The prime minister, who won the Nobel Peace Prize last year, asserted that criminal elements cannot escape the rule of law under the guise of seeking reconciliation and a call for dialogue.
Experts and diplomats are watching in dismay as the two heavily armed forces clash. Observers warn that a civil war in Ethiopia, Africa’s second most populous country with 110 million people, could suck in or destabilise neighbours such as Sudan, Eritrea and Somalia.
It’s a very, very bad situation, Audrey Van der Schoot, head of mission for aid group Doctors Without Borders in Ethiopia, said. Heavy shelling resumed Saturday morning, for the first time since Wednesday, near the group’s outpost in the Amhara region by the Tigray border. It was so close that Van der Schoot could hear it over the phone.
The clinic has seen six dead so far and some 60 wounded, all combatants from Tigray and Amhara, she said, adding that shelling came from both sides.
Tigray has very good combatants, she said. If Ethiopia pulls troops from other troubled regions, she warned, problems in those areas will grow.
A statement posted on the Facebook page of the Tigray government, the Tigray Peoples Liberation Front, asserted that it will win the justified war, adding that a fighter will not negotiate with its enemies.
In a letter to the AU chairman, South Africa’s president, Tigray leader Debretsion Gebremichael alleged that Ethiopia’s federal government and neighbouring Eritrea hade mobilised their forces near the Tigray border with the intention of launching a full-fledged military offensive.
The letter called Abiy’s behaviour unconstitutional, dictatorial and treasonous. It said the African Union was well-placed to bring parties to dialogue to avert an all-out civil war.

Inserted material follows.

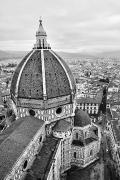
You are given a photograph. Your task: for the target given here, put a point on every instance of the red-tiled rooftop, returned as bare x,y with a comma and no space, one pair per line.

The conflict is playing out between former allies in Ethiopia’s ruling coalition who now regard each other as illegal. The TPLF long dominated the country’s military and government before Abiy took office in 2018 and introduced sweeping political reforms that won him the Nobel. The changes left the TPLF feeling marginalised, and it broke away last year when Abiy sought to turn the coalition into a single Prosperity Party.
Clashes began early on Wednesday when Abiy accused the TPLF forces of attacking a military base in Tigray. In a major escalation on Friday, Abiy asserted that airstrikes in multiple locations around the Tigray capital completely destroyed rockets and other heavy weapons.